Entenda experimento que vai transformar homem em metade robô

O cientista britânico, de 62 anos, diagnosticado com doença do neurônio motor, vai se tornar o primeiro ciborgue do mundo

Um cientista com doença terminal está em uma missão para se tornar o primeiro ciborgue do mundo em uma tentativa de combater a perda muscular.

Diagnosticado com doença do neurônio motor, em 2017, Peter Scott Morgan, de 62 anos, quer aprimorar seu corpo em deterioração com um exoesqueleto de alta tecnologia e um computador que lê a mente. As informações são do jornal britânico, The Sun.

Peter quer usar um avatar digital no lugar de seu rosto enquanto seus músculos se enfraquecem. – Foto: The Sun/Reprodução/ND

Ele que é especialista em robótica e morador da Inglaterra, já diminuiu seu estômago para evitar a necessidade de um cuidador ao comer e ir ao banheiro.
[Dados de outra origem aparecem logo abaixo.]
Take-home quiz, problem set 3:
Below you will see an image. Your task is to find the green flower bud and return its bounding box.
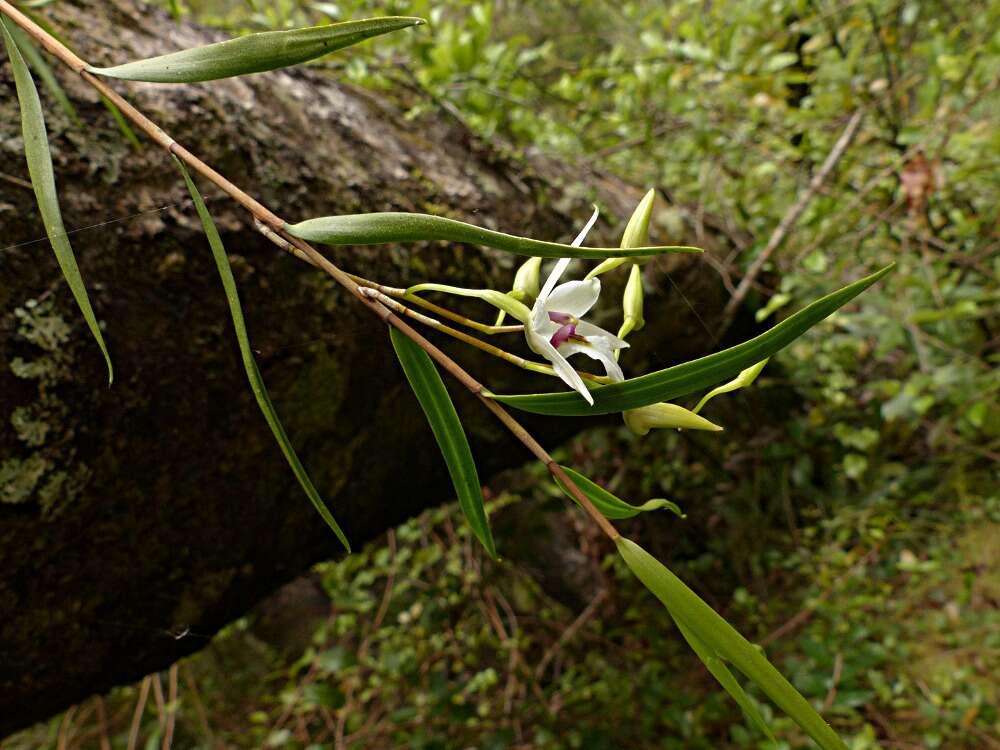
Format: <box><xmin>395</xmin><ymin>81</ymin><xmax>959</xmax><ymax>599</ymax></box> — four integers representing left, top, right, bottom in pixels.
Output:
<box><xmin>694</xmin><ymin>359</ymin><xmax>767</xmax><ymax>414</ymax></box>
<box><xmin>510</xmin><ymin>258</ymin><xmax>542</xmax><ymax>304</ymax></box>
<box><xmin>587</xmin><ymin>188</ymin><xmax>656</xmax><ymax>279</ymax></box>
<box><xmin>622</xmin><ymin>403</ymin><xmax>722</xmax><ymax>435</ymax></box>
<box><xmin>622</xmin><ymin>264</ymin><xmax>646</xmax><ymax>331</ymax></box>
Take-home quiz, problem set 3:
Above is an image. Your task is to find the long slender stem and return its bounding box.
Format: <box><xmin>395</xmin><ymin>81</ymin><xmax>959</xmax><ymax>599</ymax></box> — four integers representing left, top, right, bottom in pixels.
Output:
<box><xmin>0</xmin><ymin>0</ymin><xmax>620</xmax><ymax>540</ymax></box>
<box><xmin>351</xmin><ymin>273</ymin><xmax>524</xmax><ymax>335</ymax></box>
<box><xmin>361</xmin><ymin>285</ymin><xmax>610</xmax><ymax>383</ymax></box>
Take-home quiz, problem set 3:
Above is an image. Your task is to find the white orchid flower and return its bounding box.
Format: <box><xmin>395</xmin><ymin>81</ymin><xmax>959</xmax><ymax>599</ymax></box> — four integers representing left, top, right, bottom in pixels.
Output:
<box><xmin>524</xmin><ymin>209</ymin><xmax>628</xmax><ymax>404</ymax></box>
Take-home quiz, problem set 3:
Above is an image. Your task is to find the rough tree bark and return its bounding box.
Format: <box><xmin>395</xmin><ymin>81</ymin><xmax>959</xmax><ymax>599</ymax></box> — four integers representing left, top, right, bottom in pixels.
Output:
<box><xmin>0</xmin><ymin>0</ymin><xmax>752</xmax><ymax>736</ymax></box>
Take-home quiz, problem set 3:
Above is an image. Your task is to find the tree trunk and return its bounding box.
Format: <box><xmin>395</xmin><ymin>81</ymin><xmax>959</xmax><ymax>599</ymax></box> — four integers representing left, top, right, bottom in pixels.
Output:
<box><xmin>0</xmin><ymin>0</ymin><xmax>752</xmax><ymax>736</ymax></box>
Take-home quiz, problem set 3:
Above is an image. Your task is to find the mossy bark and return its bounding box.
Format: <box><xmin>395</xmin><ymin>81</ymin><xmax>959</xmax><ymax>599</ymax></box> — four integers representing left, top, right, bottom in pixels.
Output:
<box><xmin>0</xmin><ymin>0</ymin><xmax>752</xmax><ymax>736</ymax></box>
Petter trocou também sua caixa de voz por uma digital. O estudo ganhou um documentário no canal Channel 4 “Peter: The Human Cyborg”, que começou a ser gravado logo após a descoberta da doença.

A expectativa é de que ele ande usando um exoesqueleto e tenha uma tela de computador para representar suas expressões faciais. “Quero ser cobaia humano para ver até onde podemos transformar a ficção científica em realidade”, comentou em entrevista.

Embora Peter permaneça extremamente positivo tem horas em que se sente triste. “Acho que a primeira vez que chorei foi quando olhei para minhas pernas e elas realmente estavam murchas”, relembra.

Peter ganhou apenas dois anos de vida dos médicos durante diagnóstico, o que indicava que deveria ter falecido no último ano. Ele espera que sua jornada possa salvar outras pessoas que sofrem da doença, já que a mesma deixa a mente totalmente funcional em um corpo que não pode  se mover.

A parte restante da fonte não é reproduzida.